Abstract

ABSTRACT During COVID-19 stay-at-home orders and social distancing, the home, garden and local spaces became focal points for physical activity (PA). These restrictions may have influenced the meaningfulness of PA. This paper draws on feminist perspectives on space and the body alongside the concept of meaningful PA to examine women’s PA at home towards the end of pandemic restrictions. In this visual ethnographic project, 11 women who were physically active at home each engaged in photo diaries and two online interviews for a retrospective and in-the-moment exploration of their PA at home during and after social distancing. Analysis considered the changing and subjective nature of meaningfulness in these contexts. Three composite vignettes are presented, titled ‘Everything is on your own terms’, ‘Expanding the four walls’, and ‘A micro-adventure all by myself’. These written and visual stories illuminate meaningful PA at a time shaped by reactions to stay-at-home orders and changing (gendered) relations to the home as a leisure, domestic, and work space. At-home PA was variously a compromise and a personally relevant choice.
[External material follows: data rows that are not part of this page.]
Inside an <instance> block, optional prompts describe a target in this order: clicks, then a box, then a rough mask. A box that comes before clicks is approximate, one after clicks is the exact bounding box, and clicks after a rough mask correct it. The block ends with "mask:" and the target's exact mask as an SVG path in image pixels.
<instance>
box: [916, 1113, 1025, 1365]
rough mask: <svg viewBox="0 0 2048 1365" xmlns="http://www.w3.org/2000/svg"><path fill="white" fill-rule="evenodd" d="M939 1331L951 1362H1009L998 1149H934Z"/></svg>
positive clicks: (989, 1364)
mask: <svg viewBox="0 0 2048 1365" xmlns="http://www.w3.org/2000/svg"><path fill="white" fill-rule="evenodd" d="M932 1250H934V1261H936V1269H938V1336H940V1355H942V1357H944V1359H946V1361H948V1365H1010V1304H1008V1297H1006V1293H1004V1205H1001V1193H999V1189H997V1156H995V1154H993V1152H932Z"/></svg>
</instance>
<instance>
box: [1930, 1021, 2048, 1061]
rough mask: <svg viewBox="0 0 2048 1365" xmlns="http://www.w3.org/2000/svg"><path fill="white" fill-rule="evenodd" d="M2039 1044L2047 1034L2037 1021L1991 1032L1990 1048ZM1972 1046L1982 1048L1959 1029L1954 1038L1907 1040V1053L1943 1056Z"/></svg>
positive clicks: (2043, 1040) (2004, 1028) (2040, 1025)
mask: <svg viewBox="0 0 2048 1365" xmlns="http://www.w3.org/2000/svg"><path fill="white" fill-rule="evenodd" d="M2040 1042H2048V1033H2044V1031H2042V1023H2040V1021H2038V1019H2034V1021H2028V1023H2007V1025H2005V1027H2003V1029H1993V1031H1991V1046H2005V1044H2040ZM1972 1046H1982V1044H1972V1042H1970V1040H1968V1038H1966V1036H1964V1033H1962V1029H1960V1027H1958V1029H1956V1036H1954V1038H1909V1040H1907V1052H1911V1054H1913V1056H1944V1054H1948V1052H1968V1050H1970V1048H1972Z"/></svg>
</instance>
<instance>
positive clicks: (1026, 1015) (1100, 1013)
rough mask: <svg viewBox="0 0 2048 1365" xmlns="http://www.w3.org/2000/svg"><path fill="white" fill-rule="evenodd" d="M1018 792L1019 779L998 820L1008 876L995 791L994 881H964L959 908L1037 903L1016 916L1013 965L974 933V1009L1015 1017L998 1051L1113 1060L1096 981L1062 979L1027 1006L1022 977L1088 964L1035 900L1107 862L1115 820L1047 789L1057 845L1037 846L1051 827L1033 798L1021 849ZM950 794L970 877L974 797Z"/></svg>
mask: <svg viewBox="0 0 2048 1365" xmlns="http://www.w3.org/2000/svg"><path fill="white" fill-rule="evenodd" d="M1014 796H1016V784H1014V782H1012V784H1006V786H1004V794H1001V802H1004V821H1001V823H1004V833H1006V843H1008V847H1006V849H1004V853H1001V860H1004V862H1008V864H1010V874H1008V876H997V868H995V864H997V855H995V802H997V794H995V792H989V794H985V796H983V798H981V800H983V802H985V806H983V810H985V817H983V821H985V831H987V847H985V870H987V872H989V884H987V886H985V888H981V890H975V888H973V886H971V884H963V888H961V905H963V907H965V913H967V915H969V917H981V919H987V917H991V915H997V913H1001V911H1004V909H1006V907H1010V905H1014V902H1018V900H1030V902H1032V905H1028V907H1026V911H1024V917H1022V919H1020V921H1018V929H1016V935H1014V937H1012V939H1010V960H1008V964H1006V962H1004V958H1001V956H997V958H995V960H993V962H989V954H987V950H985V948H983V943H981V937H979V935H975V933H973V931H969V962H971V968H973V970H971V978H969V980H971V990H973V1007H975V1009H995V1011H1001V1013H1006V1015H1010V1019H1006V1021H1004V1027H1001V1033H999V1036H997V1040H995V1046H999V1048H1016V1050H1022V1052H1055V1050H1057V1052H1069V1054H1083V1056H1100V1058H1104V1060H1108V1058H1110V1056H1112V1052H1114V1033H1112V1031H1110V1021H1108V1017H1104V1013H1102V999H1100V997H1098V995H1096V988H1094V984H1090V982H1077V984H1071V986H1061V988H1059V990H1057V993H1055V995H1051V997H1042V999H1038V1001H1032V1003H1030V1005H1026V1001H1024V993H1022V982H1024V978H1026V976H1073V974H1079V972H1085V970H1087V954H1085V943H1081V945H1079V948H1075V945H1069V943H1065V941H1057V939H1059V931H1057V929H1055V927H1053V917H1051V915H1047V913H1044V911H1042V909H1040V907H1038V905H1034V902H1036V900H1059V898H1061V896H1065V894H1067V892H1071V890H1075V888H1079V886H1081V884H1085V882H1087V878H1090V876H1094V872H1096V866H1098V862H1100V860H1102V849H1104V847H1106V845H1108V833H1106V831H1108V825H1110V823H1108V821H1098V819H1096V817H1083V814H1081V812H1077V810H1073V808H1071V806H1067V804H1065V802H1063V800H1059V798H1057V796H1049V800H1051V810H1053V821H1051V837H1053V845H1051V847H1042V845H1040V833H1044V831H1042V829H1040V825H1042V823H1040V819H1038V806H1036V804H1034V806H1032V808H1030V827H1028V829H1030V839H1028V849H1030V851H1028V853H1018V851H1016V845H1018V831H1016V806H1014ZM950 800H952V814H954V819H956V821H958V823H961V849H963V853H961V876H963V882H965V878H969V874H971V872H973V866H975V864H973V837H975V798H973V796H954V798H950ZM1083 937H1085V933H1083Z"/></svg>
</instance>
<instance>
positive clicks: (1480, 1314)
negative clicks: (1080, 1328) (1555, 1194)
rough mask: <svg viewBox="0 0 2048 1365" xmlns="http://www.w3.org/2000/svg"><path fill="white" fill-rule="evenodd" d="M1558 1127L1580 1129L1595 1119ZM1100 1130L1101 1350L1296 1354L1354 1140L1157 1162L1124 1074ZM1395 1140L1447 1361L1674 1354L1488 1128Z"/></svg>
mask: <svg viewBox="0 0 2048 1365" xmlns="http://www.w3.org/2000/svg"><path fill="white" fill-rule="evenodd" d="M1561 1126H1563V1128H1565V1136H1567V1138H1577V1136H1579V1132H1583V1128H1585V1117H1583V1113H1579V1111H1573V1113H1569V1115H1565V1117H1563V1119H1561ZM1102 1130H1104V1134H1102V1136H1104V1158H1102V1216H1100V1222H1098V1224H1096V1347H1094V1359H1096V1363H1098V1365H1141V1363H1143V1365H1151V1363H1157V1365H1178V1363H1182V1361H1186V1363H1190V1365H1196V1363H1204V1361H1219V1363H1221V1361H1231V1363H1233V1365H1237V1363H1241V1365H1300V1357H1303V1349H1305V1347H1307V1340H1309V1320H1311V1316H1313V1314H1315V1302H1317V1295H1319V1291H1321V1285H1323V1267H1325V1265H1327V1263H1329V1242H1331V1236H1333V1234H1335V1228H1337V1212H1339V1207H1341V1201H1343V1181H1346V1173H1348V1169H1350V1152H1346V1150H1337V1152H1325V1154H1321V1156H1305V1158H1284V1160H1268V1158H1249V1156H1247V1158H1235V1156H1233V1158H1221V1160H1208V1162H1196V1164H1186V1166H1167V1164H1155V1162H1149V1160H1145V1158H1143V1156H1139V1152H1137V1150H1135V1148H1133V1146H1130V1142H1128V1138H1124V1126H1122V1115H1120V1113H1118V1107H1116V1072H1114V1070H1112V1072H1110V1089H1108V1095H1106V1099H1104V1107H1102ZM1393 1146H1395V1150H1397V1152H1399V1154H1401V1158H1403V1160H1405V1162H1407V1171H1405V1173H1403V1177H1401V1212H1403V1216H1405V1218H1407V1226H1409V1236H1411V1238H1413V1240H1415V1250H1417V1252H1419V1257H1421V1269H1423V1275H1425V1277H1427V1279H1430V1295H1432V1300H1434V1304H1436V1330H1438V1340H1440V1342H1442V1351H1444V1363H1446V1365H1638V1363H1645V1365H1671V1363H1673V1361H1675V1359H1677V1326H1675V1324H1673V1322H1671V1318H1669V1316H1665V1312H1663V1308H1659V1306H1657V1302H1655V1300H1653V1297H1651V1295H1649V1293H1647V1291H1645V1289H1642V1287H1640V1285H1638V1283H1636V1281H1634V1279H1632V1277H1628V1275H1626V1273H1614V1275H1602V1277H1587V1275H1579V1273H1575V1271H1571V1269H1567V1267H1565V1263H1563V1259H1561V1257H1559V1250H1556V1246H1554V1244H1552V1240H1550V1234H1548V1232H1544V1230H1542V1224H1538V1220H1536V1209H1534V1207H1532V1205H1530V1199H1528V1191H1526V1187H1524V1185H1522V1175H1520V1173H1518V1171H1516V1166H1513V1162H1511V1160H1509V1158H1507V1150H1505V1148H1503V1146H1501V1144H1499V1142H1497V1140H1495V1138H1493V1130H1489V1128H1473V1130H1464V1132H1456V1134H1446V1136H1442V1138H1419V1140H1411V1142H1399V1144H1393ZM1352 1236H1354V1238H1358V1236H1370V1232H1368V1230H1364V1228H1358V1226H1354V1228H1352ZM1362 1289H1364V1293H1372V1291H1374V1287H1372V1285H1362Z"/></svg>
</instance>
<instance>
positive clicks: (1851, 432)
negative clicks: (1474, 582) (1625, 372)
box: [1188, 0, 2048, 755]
Participants found meaning in adapting PA to create the right challenge for them and expressed joy in developing physical strength. Digital and home PA spaces helped women to challenge normative PA practices while fostering different forms of social interaction. Constructions of meaningful PA are dynamic and socially situated in resistance to lockdown and loss of access of nature. The personal relevance of PA is affected by personal values and histories, and broader discourses of space and the body.